Generalizable Face Forgery Detection via Separable Prompt Learning

Authors: Enrui Yang, Yuezun Li

Published: 2026-04-19 07:51:34+00:00

AI Summary

This paper proposes Separable Prompt Learning (SePL), a novel strategy that enhances CLIP's capabilities for generalizable face forgery detection by shifting focus to the text modality. SePL disentangles forgery-specific and forgery-irrelevant information in images through two types of learnable prompts, guided by a cross-modality alignment strategy and dedicated objectives. This approach enables CLIP to serve as an effective face forgery detector, demonstrating strong generalizability across diverse evaluation settings.

Abstract

Detecting face forgeries using CLIP has recently emerged as a promising and increasingly popular research direction.
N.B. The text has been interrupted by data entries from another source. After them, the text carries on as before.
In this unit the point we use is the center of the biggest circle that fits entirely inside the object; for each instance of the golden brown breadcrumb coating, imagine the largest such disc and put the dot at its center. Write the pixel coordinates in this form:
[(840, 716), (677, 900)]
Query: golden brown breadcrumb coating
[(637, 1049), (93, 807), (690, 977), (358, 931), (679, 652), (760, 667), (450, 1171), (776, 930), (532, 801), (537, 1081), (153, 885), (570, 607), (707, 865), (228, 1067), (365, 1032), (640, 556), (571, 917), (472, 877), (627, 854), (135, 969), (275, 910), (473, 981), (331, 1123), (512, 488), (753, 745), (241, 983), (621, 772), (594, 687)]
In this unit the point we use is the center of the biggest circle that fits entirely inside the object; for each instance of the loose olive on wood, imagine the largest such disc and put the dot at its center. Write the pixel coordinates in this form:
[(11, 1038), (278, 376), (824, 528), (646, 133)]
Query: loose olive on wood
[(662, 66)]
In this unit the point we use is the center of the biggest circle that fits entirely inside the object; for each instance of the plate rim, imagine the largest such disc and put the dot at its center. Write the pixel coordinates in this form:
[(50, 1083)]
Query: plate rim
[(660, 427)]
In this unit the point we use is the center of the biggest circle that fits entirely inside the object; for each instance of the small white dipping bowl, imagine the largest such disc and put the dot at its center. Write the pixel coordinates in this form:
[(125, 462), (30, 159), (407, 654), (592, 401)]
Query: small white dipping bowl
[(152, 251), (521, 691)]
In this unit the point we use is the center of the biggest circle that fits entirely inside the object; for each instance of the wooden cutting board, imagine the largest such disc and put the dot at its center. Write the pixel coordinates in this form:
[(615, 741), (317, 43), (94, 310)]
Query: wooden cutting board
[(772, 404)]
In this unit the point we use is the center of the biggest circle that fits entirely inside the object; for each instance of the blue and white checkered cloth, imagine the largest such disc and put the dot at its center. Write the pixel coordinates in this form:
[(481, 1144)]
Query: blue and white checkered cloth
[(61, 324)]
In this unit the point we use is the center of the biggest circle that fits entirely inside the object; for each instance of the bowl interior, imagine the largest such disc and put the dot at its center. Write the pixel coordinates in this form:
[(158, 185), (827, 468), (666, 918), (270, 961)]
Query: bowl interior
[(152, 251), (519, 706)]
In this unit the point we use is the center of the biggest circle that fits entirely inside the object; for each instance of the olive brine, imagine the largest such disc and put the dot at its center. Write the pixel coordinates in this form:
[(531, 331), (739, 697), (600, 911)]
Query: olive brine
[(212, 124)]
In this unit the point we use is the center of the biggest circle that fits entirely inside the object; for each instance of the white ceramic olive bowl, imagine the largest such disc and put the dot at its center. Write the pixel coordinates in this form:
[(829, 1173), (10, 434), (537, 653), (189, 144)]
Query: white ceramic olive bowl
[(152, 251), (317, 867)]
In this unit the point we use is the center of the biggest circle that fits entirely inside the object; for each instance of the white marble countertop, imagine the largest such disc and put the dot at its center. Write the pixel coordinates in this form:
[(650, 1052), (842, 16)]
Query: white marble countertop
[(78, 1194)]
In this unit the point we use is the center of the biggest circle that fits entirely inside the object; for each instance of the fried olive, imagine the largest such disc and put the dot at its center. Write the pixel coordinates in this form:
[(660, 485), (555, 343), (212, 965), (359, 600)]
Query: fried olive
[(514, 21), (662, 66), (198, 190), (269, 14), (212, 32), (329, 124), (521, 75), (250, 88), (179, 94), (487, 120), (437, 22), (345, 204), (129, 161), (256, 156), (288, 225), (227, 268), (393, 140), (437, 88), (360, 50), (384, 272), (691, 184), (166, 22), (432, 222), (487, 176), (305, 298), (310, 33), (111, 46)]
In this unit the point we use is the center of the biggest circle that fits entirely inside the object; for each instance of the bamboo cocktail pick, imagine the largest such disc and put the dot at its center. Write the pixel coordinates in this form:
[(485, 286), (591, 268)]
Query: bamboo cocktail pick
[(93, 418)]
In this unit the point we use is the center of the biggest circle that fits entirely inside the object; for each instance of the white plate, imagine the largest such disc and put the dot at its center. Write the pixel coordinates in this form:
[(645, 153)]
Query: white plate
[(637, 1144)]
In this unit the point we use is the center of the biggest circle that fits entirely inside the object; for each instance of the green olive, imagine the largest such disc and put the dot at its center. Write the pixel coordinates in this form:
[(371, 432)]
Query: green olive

Owing to its rich visual knowledge acquired through large-scale pretraining, most existing methods typically rely on the visual encoder of CLIP, while paying limited attention to the text modality. Given the instructive nature of the text modality, we posit that it can be leveraged to instruct Deepfake detection with meticulous design. Accordingly, we shift the focus from the visual modality to the text modality and propose a new Separable Prompt Learning strategy (SePL) that enables CLIP to serve as an effective face forgery detector. The core idea of SePL is to disentangle forgery-specific and forgery-irrelevant information in images via two types of prompt learning, with the former enhancing detection. To achieve this disentangle, we describe a cross-modality alignment strategy and a set of dedicated objectives. Extensive experiments demonstrate that, with this simple adaptation, our method achieves competitive and even superior performance compared to other methods under both cross-dataset and cross-method evaluation, highlighting its strong generalizability. The codes have been released at https://github.com/OUC-YER/SePL-DeepfakeDetection


Key findings
SePL achieves competitive and often superior performance compared to 17 state-of-the-art methods across both cross-dataset and cross-method evaluations, highlighting its strong generalizability. It demonstrates significant improvement in cross-method evaluation (e.g., ~8% on BleFace) and robust performance under various image perturbations. Ablation studies confirm the incremental contribution of each proposed loss term and the effectiveness of the text modality and cross-modality alignment in learning disentangled, discriminative forgery features.
Approach
The method introduces a Separable Prompt Learning (SePL) strategy that designs two types of learnable prompts to capture forgery-specific and forgery-irrelevant information. These prompts are encoded into text embeddings which, via a cross-modality alignment strategy based on cross-attention, guide the CLIP visual encoder to disentangle visual features. A two-stage training process with multiple loss functions ensures effective learning and separation of these representations for robust detection.
Datasets
FaceForensics++ (c23), Celeb-DF-v2, DFD, DFDC, DFDCP, WDF, UniFace, BleFace, MobSwap, e4s, FaceDan, FSGAN, InSwap, SimSwap, ProGAN, UniversalFakeDetect
Model(s)
CLIP (ViT-Large-Patch14 backbone), LoRA (Low-rank adaptation of large language models), SVD-based LoRA
Author countries
China